「PVやUUは毎月確認している。しかし、その数字を見て次に何を変えればよいのか分からない」「資料ダウンロードや問い合わせが起きるまで、顧客が何に関心を持っているのか見えない」。
BtoBサイトでは、このような状況が起こりやすくあります。
Webサイトには、ページ閲覧、再訪、サイト内検索、資料ダウンロード、ウェビナー申込など、顧客が実際に取った行動が蓄積されています。
これらを単なるアクセス数ではなく、「どのテーマへの関心が高まっているのか」「検討がどの段階まで進んでいる可能性があるのか」という視点で見ることで、コンテンツ、ナーチャリング、営業連携へ活用できます。
ただし、料金ページを見たから「購入意向が高い」、同じ記事を3回見たから「商談化する」と断定することはできません。
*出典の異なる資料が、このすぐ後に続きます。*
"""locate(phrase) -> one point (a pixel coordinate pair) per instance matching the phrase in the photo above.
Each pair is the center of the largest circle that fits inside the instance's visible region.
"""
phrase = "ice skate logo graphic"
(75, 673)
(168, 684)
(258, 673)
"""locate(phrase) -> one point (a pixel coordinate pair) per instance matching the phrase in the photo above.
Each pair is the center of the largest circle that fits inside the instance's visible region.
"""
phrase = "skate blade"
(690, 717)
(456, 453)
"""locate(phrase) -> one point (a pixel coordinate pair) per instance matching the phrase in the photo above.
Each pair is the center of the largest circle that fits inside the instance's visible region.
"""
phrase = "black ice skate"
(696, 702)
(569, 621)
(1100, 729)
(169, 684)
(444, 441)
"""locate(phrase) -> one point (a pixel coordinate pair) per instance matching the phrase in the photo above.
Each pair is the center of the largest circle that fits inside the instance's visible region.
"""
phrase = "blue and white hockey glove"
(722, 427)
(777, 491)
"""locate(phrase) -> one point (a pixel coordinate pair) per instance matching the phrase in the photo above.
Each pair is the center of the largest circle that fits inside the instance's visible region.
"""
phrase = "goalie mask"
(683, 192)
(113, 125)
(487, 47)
Web行動データは顧客心理そのものではなく、顧客理解のために確認できる「事実」と、次に検証すべき「兆候」を提供するデータです。
インティメート・マージャーが関わってきたセミナーでも、企業規模や売上といった属性情報だけでは、顧客のニーズや適切な営業タイミングまで捉えにくく、行動・関心データを組み合わせて判断する考え方が語られてきました。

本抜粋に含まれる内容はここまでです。